Quem preencheu os requisitos antes de 13/11/2019 tem direito adquirido e o cálculo segue as regras anteriores, geralmente mais vantajosas.
O valor mínimo é de um salário mínimo (R$ 1.621,00 em 2026) e o teto é de R$ 8.475,55.
Duração do benefício
A duração da pensão por morte depende da idade do dependente na data do óbito:
- Para cônjuges e companheiros, a duração varia de 4 meses a vitalícia, conforme a idade e o tempo de casamento.
- Para filhos, a pensão dura até os 21 anos de idade.
- Para dependentes inválidos, a pensão é vitalícia enquanto durar a invalidez.
Como podemos ajudar
O escritório Elmar Eugênio Advocacia Previdenciária oferece suporte completo:
- Análise da condição de dependente e identificação dos beneficiários.
- Verificação da qualidade de segurado do falecido.
- Cálculo do valor correto da pensão, verificando direito adquirido.
- Orientação sobre a documentação necessária para comprovar dependência econômica.
- Acompanhamento do processo administrativo no INSS.
- Atuação judicial em caso de indeferimento, com produção de prova testemunhal.
Com mais de uma década de experiência em direito previdenciário, o Dr. Elmar Eugênio de Campos Moreira, OAB/TO 5377, atende presencialmente em Palmas-TO e online para clientes em todo o Brasil.
Documentação necessária
Para a primeira consulta, tenha em mãos:
- Documento de identidade e CPF do dependente.
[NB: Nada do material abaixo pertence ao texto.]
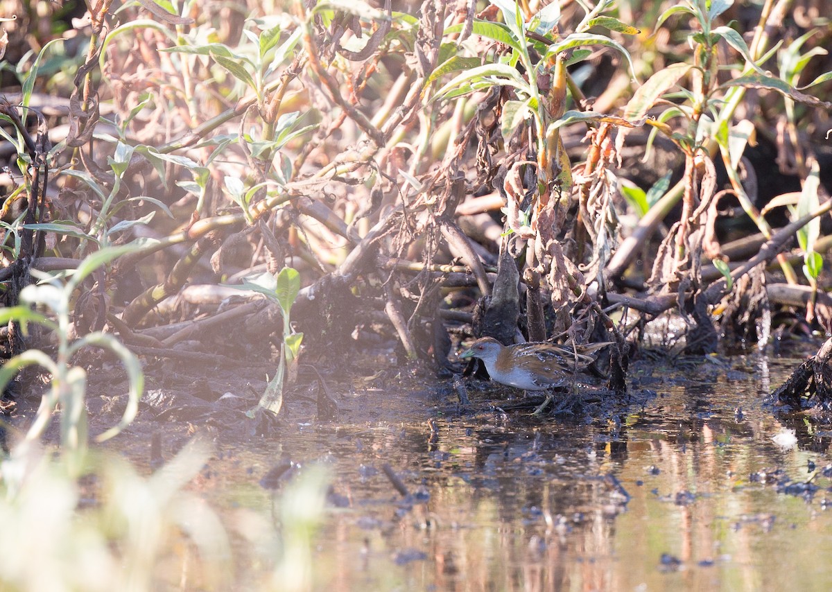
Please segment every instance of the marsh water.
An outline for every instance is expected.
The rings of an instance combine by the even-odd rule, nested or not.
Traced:
[[[219,442],[204,495],[268,516],[290,473],[326,466],[315,590],[827,590],[829,432],[764,404],[799,362],[636,368],[637,395],[595,417],[505,411],[481,382],[468,409],[438,382],[357,387],[346,422]],[[264,486],[280,463],[300,468]],[[240,590],[264,569],[236,564]]]

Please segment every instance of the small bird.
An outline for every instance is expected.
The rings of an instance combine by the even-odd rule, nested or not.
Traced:
[[[567,382],[576,371],[595,361],[592,355],[607,343],[579,346],[575,349],[547,342],[503,345],[491,337],[480,338],[459,354],[461,359],[478,358],[492,380],[524,391],[545,391]],[[535,413],[552,401],[551,395]]]

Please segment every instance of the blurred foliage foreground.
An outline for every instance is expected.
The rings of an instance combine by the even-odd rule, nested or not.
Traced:
[[[470,336],[609,342],[620,394],[663,316],[684,322],[658,343],[676,353],[832,328],[823,2],[399,4],[0,2],[0,382],[51,381],[0,513],[55,511],[48,541],[4,556],[72,530],[100,576],[77,587],[141,587],[163,525],[214,524],[185,477],[111,463],[101,480],[146,491],[97,509],[118,532],[61,514],[87,470],[89,346],[130,383],[106,439],[136,414],[138,355],[274,357],[254,415],[280,411],[299,361],[337,369],[391,337],[439,370]],[[826,397],[820,353],[783,401]],[[69,481],[37,460],[57,408]]]

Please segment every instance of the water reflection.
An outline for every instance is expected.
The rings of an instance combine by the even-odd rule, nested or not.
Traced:
[[[349,508],[333,509],[318,537],[319,590],[822,590],[830,438],[760,397],[794,365],[654,370],[644,382],[655,396],[588,425],[448,416],[447,402],[379,396],[366,404],[398,421],[228,444],[213,467],[225,481],[208,495],[268,512],[257,481],[278,459],[328,463]],[[784,427],[798,429],[797,446],[771,439]],[[403,501],[384,463],[426,501]],[[783,485],[810,477],[810,495]]]

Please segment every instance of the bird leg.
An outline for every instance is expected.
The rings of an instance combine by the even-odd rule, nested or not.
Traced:
[[[540,417],[540,416],[542,416],[543,414],[543,410],[549,406],[549,403],[552,402],[552,400],[553,398],[554,397],[552,396],[552,393],[549,392],[548,391],[547,391],[546,392],[546,398],[543,400],[543,402],[542,402],[537,407],[537,408],[534,410],[534,412],[532,413],[532,415],[533,415],[535,417]]]

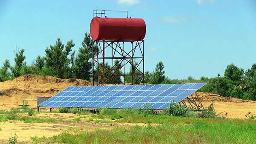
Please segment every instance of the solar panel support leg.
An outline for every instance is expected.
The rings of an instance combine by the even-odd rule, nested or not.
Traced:
[[[203,104],[202,104],[202,102],[201,102],[201,100],[199,98],[199,97],[198,97],[198,95],[197,93],[196,93],[196,92],[195,92],[195,95],[196,95],[196,97],[198,98],[198,99],[199,102],[201,104],[201,106],[202,106],[202,107],[203,107],[203,109],[204,109],[204,110],[205,110],[205,109],[204,109],[204,105],[203,105]]]

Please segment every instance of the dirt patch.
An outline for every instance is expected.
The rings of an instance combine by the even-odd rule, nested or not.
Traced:
[[[26,116],[25,114],[20,114],[20,116]],[[136,125],[146,126],[148,124],[143,123],[131,124],[103,124],[95,123],[94,121],[99,119],[93,118],[93,121],[90,122],[85,122],[86,120],[91,118],[90,115],[81,115],[86,118],[81,118],[81,120],[75,123],[60,121],[61,119],[65,121],[73,120],[79,115],[71,113],[58,113],[42,112],[37,114],[34,117],[41,118],[52,118],[56,122],[52,123],[24,123],[24,121],[9,120],[8,121],[1,122],[0,127],[0,143],[6,142],[11,135],[16,133],[18,136],[18,140],[20,143],[31,143],[30,138],[34,136],[41,137],[43,136],[51,137],[58,135],[65,131],[76,132],[78,131],[92,131],[96,129],[111,129],[119,127],[130,127]],[[99,119],[101,120],[101,119]],[[70,129],[72,128],[72,129]]]
[[[24,99],[35,99],[37,96],[52,96],[69,86],[90,86],[91,83],[79,79],[62,79],[47,76],[28,75],[13,81],[0,83],[0,90],[3,91],[5,105],[0,109],[9,109],[23,104]],[[205,107],[214,103],[217,114],[227,118],[246,118],[249,112],[256,114],[256,101],[233,97],[225,98],[207,92],[198,92]],[[196,99],[196,98],[194,96]],[[2,105],[0,98],[0,105]],[[30,107],[35,108],[35,101],[29,101]]]
[[[62,79],[49,76],[28,75],[12,81],[0,83],[0,90],[3,92],[4,104],[0,109],[16,107],[23,104],[24,99],[36,99],[37,96],[51,97],[69,86],[86,86],[91,84],[85,80]],[[0,98],[0,105],[2,104]],[[29,102],[36,107],[35,101]]]
[[[225,98],[208,92],[197,92],[205,107],[214,103],[217,114],[227,118],[248,118],[248,113],[256,114],[256,101],[235,98]],[[198,100],[195,95],[194,98]]]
- Certidão de óbito do segurado falecido.
- Certidão de casamento ou declaração de união estável.
- Certidão de nascimento dos filhos menores de 21 anos.
- Documentos do segurado falecido (CTPS, PIS/PASEP, carteira do INSS).
- Comprovante de residência.
- Extrato do CNIS do falecido, se disponível no Meu INSS.
- Documentos que comprovem dependência econômica (para pais e irmãos).
Dúvidas frequentes
Existe prazo para pedir a pensão por morte?
Não existe prazo decadencial para solicitar a pensão por morte administrativamente. No entanto, quanto maior o tempo entre o óbito e o pedido, mais difícil reunir a documentação necessária. Além disso, os efeitos financeiros retroagem apenas ao mês seguinte ao do pedido, não ao óbito.
A pensão por morte pode ser acumulada com aposentadoria?
Sim. O dependente que já recebe aposentadoria pode acumular com a pensão por morte. Porém, a Reforma da Previdência estabeleceu que o valor total não pode ultrapassar o teto do RGPS (R$ 8.475,55 em 2026), com algumas exceções.
E se o INSS negar o pedido?
Se o INSS indeferir o pedido, seja por não reconhecer a qualidade de segurado do falecido ou a condição de dependente, é possível ingressar com ação judicial. Um advogado previdenciário avalia o caso, reúne provas e monta a estratégia para garantir o direito da família.